Examples
The examples show how to compose Vane Data SQL, Python UDFs, AI helpers, and Ray-backed execution into practical data preparation workflows.
Start with the documentation pages below when you want the workflow shape. Read the source scripts when you need runnable arguments, sample data behavior, or implementation details.
Example pages
| Example | Use it for | Typical resources |
|---|---|---|
| Training data pipeline | Filtering text, chunking, embeddings, and duplicate-removal patterns | CPU by default; optional embedding model dependencies |
| Insurance document audit | SQL-first document checks with optional structured LLM review | CPU; optional AI provider |
| Tender compliance check | Rule-table joins and structured compliance prompts | CPU; optional AI provider |
| Multimodal data lake | Media enrichment before lakehouse or warehouse handoff | CPU or GPU depending on UDFs |
Source scripts
The repository includes script-first examples that can be adapted into your own projects:
- examples/common_crawl.py
- examples/minhash_dedupe.py
- examples/llms_red_pajamas.py
- examples/querying_images.py
- examples/image_generation.py
- examples/voice_ai_analytics.py
- examples/multimodal_structured_outputs.py
Several scripts provide built-in sample data modes so you can test the pipeline shape before connecting external data.
How to adapt an example
When adapting an example:
- Start with the sample or synthetic source mode when the script provides one.

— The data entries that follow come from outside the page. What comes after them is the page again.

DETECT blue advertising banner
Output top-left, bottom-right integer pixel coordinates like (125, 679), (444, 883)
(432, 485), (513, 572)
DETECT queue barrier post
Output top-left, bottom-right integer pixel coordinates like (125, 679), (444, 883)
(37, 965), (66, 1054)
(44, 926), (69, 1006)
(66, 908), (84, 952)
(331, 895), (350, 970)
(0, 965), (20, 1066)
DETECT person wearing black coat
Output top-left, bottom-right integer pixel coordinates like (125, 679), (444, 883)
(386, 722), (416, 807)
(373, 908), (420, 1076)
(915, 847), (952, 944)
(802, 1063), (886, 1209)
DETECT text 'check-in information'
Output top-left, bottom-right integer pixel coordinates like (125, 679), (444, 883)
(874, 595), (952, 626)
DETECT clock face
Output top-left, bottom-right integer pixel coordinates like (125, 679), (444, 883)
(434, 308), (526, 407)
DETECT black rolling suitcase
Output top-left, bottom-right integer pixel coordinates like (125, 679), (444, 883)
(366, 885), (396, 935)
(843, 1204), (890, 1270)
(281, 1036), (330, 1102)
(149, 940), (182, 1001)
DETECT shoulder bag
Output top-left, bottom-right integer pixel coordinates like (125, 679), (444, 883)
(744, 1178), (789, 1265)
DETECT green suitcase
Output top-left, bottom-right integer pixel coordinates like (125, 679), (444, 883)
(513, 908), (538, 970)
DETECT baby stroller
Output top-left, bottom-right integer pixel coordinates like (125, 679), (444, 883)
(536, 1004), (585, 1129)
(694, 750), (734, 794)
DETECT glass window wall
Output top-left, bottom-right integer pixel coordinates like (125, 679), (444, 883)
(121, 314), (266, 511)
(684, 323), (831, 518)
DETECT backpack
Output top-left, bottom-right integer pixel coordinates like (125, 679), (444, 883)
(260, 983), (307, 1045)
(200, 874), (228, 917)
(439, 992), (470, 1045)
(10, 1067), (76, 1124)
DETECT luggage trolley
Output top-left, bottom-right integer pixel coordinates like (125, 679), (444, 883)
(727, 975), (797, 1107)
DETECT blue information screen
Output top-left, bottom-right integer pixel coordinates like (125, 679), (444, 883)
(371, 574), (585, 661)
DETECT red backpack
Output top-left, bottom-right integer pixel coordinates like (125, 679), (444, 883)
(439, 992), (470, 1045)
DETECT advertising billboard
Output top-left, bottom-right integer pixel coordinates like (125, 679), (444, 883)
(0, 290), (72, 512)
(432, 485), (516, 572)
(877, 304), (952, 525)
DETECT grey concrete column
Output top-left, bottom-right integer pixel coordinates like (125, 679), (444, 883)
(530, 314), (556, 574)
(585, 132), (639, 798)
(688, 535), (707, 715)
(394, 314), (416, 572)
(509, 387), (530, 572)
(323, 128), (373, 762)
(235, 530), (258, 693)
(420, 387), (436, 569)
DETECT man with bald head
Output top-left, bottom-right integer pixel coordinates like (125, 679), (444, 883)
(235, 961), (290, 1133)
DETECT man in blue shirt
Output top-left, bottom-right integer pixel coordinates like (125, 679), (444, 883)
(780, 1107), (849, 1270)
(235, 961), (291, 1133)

- Keep source loading separate from transformation.
- Keep every UDF output schema explicit.
- Preserve stable identifiers so model outputs can be joined back to source rows.
- Move to real data only after the local sample works.
- Treat benchmark scripts as performance references, not as product APIs.
- Do not infer unsupported connectors from example names.
Scaling path
Most examples should be developed locally first. Move selected stages to Ray only after the local data contract is correct:
import vane vane.configure(runner="ray")
Then use ray_task or ray_actor on the UDF or AI helper stage that needs distributed execution.